USF Sarasota-Manatee to host expert panel on grade-level reading

Selby Auditorium

Selby Auditorium

SARASOTA, Fla. (July 28, 2015) – Grade-level reading is a hot topic in education circles and this week USF Sarasota-Manatee will play host to a panel discussion about efforts locally and nationally to improve reading levels.

The forum, called “Grade-Level Reading: How to Tackle Our Greatest Challenge,” is set for 5:30 p.m. Thursday at USFSM’s Selby Auditorium, 8350 N. Tamiami Trail, Sarasota. The event is presented by the Sarasota Herald-Tribune as part of its “Hot Topics” series.

The panel will include Diana Greene, superintendent of Manatee County Schools; Lori White, superintendent of Sarasota County Schools; John Annis, senior vice president of community investment at the Community Foundation of Sarasota County; and Ron Fairchild, one of the leading voices behind the national movement for grade-level reading and the CEO of the Smarter Learning Group, a national consulting firm that specializes in helping nonprofit organizations and foundations improve learning opportunities for low-income children.

Fairchild will talk about programs nationally to help children read at grade level. Tom Tryon, opinion editor at the Herald-Tribune, will moderate the discussion.

The forum comes as Manatee and Sarasota counties are combining forces under the banner of the Suncoast Campaign for Grade-Level Reading to improve reading levels for children in kindergarten through third grade. Experts say that reading proficiency by the third grade is an indicator of a child’s long-term success in school and beyond, including the workplace.

“The reason this is so important is that up until the third grade, the students are learning how to read. From that point on, they’re expected to know how to read,” said Beth Duda, lead consultant for the Suncoast Campaign for Grade-Level Reading.

Many who fall behind come from impoverished or distressed neighborhoods that lack resources and the support network to help them keep up. Currently, Sarasota and Manatee counties have 57 percent and 60 percent of students in lower grade levels who qualify for free or reduced-price lunches.

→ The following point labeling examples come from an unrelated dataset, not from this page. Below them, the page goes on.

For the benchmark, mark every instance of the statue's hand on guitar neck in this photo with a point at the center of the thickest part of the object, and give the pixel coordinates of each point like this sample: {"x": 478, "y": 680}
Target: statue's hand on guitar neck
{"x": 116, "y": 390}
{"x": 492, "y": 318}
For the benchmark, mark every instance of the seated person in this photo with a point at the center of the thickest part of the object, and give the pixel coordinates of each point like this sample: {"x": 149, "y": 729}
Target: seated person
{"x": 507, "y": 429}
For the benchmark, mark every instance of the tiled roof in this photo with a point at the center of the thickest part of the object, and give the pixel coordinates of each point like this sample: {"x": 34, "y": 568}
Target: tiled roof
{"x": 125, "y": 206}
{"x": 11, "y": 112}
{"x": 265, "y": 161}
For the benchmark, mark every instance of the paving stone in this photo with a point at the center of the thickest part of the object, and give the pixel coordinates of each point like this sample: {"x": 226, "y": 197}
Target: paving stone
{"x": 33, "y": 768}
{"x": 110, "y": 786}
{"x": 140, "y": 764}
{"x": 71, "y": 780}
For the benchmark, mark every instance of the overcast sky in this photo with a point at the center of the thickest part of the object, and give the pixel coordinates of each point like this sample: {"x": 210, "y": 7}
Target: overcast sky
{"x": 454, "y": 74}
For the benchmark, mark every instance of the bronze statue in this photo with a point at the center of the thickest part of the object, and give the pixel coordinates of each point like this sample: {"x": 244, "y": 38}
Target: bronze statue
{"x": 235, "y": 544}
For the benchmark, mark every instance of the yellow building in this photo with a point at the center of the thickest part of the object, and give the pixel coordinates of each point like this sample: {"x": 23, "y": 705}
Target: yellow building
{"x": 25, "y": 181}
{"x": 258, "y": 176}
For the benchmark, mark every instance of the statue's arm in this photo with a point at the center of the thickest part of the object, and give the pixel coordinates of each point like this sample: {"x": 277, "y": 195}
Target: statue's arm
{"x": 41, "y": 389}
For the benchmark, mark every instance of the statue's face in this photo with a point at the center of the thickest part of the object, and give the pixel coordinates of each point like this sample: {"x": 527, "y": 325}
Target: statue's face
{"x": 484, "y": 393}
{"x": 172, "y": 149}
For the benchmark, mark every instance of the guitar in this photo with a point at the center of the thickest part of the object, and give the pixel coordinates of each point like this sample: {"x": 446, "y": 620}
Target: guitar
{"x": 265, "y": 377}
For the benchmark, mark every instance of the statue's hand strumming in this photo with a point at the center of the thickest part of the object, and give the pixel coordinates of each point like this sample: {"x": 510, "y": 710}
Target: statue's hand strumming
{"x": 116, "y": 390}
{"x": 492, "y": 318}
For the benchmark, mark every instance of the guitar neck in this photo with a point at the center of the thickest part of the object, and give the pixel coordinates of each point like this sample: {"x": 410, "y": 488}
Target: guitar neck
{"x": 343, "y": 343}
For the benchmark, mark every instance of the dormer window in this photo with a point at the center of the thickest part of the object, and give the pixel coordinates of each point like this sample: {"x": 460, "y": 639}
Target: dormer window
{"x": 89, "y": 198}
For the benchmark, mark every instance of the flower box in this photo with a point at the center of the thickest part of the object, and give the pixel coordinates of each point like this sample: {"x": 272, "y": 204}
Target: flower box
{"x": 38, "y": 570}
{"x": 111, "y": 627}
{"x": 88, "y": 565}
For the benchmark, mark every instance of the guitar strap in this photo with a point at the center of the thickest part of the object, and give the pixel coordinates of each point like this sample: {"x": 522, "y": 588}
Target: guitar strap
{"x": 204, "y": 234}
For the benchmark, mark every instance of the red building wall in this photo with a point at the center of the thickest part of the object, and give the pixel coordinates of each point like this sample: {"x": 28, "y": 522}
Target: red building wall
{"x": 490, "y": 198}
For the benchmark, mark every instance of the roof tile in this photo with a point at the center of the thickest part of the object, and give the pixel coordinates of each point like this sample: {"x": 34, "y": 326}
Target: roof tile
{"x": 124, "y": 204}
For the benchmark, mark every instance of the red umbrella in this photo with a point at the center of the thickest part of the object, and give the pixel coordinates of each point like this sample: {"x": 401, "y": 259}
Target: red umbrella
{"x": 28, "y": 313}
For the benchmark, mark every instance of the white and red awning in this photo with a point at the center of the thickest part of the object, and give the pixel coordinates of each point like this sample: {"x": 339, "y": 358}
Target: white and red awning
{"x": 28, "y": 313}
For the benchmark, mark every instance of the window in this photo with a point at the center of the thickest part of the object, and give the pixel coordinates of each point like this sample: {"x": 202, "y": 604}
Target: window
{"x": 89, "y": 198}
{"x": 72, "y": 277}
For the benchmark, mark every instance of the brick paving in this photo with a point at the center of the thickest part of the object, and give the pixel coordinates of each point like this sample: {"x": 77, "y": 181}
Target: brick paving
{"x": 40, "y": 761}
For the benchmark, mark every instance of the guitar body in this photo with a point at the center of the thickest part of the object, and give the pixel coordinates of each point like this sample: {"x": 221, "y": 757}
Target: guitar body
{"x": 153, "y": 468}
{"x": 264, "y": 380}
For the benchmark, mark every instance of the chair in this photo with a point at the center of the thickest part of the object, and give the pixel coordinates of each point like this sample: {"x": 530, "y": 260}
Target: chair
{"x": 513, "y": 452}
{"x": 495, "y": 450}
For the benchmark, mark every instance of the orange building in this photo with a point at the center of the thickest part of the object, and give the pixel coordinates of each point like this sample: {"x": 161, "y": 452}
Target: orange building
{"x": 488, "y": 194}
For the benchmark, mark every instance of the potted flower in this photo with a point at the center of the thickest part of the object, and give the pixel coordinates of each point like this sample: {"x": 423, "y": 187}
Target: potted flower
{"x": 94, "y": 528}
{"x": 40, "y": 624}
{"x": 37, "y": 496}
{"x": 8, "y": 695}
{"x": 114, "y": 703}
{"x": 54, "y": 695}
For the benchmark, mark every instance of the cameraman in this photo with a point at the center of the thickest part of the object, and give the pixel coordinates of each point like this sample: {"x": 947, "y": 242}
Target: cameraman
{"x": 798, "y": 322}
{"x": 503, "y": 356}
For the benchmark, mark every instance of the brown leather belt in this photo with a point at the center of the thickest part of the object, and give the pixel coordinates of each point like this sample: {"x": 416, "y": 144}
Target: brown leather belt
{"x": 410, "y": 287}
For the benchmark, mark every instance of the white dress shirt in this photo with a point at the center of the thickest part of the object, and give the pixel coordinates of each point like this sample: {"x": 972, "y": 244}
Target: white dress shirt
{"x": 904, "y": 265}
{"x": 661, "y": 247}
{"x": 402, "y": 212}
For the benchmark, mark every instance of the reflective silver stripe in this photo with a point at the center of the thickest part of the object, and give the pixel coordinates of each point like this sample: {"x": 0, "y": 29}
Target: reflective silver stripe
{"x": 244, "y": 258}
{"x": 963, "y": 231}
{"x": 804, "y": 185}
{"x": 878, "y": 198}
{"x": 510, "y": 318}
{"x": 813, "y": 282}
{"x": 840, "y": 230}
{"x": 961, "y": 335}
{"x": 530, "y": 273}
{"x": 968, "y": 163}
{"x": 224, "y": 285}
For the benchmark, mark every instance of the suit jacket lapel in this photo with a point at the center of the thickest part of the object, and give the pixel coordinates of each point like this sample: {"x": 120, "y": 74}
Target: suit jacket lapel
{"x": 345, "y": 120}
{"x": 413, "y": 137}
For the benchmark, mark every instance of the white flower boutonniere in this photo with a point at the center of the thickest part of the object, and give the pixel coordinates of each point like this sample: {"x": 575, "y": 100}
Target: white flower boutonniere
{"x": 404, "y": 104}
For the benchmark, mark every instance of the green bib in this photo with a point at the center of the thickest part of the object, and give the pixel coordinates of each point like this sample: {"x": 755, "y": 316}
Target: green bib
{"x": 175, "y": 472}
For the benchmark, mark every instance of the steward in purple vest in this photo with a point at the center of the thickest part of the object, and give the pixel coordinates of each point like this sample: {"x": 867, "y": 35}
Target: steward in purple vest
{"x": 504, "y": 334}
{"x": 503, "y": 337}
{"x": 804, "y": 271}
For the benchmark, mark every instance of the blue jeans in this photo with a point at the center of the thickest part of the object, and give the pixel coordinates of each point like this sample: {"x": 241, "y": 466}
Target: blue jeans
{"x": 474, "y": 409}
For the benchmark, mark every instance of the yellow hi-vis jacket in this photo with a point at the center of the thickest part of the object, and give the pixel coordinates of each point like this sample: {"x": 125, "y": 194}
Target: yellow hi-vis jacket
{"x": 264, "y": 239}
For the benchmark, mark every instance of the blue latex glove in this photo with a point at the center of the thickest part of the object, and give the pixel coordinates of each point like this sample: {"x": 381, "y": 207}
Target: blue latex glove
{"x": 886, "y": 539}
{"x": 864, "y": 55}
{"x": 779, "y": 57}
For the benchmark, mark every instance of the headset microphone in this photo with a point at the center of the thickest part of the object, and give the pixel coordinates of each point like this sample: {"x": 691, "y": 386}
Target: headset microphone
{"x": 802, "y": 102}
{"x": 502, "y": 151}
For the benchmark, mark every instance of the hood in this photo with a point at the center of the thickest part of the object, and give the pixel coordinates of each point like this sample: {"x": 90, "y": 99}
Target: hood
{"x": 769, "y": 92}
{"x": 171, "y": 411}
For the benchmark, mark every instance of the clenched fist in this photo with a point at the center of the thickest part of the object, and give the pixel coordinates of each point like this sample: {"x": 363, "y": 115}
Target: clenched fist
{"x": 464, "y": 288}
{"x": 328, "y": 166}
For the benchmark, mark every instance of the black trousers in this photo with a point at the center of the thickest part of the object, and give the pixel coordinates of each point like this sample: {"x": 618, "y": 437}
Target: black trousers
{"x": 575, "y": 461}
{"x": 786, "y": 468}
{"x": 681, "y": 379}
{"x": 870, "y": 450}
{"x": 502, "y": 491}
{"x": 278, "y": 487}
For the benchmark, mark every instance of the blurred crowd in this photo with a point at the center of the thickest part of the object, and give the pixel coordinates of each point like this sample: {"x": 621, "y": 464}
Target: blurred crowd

Dr. G. Pat Wilson, interim Dean of the USFSM College of Education, said the campaign stands out for three key reasons:

“First, the community has identified a problem and is working to resolve it. This is grass-roots and comes from the community. Second, it’s being addressed by a coalition of partners – people, agencies, foundations and schools working together, and USFSM is at the center working with these people and agencies – and third that it’s part of a national effort. Other communities nationally are developing their own plans so that we can compare and learn from each other,” Dr. Wilson said. “Working together I think we can make a difference.”

Equipped with action plans, the Sarasota and Manatee school districts, the Community Foundation of Sarasota County, the Manatee Community Foundation, The Patterson Foundation, the United Way, USF Sarasota-Manatee and other groups have begun collaborating to bring more resources to elementary schools in low-income areas.

In April, the Suncoast Campaign for Grade-Level Reading was formed to coordinate the two-county effort. The campaign, supported by more than 40 groups, focuses on five key areas: school readiness/early learning, chronic absences, summer learning, healthy readers and parent/family engagement.

To tackle absenteeism, for example, the groups are helping pay for social workers to find out why some children are missing school and how to get them back.

In another example, the groups set up a summer program at an elementary school where parents attend class to earn a nursing certificate while their children participate in a reading program. This combined effort helps both parents and their children, ensuring they keep up with their reading.